Introduction

The majority of women experience menopause as a period of suffering. They complain about menopausal symptoms such as hot flushes, night sweats, mood swings, migraine, and dryness of the vagina. Another more severe consequence of oestrogen deficiency is osteoporosis. Women are often treated with hormone replacement therapy (HRT).

HRT has been available for more than 50 years. Around 80% of women who take HRT are very satisfied.1 For them, relief of symptoms is the primary motivation to start HRT.

At first sight HRT seems to be complicated. But it is not as difficult to understand as women might think. HRT restores the premenopausal level of oestrogens leading to menopausal symptom relief. It usually consists of a combination of an oestrogen and progestogen. Only when the uterus of a woman has been removed is oestrogen given alone. Women who still have their uterus are advised to take a combination of both hormones because oestrogen stimulates the growth of the uterine lining with the risk of becoming cancerous. Progestogens oppose this unwanted effect on the uterus, and some progestogens even support and enhance the positive effects of oestrogen on symptom relief and bone mineral density.

There are several different preparations of HRT and different administration forms. Oral HRT preparations are the most prescribed form and also the most accepted. They are divided into those taken continuously and those with a drug-free interval.

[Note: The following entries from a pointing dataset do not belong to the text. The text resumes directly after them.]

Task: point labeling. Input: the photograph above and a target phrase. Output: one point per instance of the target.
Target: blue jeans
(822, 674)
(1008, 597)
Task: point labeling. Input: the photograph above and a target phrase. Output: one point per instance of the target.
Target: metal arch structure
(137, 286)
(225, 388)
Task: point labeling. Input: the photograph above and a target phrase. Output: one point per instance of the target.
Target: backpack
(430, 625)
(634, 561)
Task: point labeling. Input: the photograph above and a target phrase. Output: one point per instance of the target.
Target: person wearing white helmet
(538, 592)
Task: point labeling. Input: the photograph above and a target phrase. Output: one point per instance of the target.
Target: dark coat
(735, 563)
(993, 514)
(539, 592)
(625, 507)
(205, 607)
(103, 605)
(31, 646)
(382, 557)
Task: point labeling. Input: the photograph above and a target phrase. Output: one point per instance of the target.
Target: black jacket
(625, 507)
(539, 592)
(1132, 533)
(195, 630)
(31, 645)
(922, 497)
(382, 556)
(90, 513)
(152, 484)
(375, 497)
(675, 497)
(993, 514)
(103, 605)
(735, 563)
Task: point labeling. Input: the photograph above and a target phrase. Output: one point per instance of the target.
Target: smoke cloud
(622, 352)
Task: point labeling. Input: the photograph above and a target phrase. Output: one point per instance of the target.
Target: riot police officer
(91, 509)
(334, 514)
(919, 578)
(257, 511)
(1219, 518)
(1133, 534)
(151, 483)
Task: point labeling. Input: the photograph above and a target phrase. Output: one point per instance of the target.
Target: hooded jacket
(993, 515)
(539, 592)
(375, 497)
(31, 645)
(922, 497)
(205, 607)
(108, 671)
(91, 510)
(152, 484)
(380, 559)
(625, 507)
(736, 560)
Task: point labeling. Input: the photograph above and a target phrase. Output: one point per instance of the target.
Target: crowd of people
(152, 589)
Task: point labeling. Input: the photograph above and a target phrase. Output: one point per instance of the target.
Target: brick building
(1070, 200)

Sequential combined HRT “imitates” the natural cycle of a woman. While oestrogen is taken on every day of the 28-day treatment, progestogen is only added during the second half. After the final tablet of progestogen, menstruation-like bleeding occurs. For women suffering from cycle irregularities and menopausal symptoms who still want to have a regular bleeding this is the HRT of choice.

Continuous combined HRT with oestrogen and progesterone taken in one tablet throughout the 28-day cycle leads to a complete stop of menstrual bleeding while relieving menopausal symptoms. Whether sequential combined or continuous combined HRT is the best choice depends on the physiological situation and the expectations of the individual woman.

APROM ID# 3079. May 2011.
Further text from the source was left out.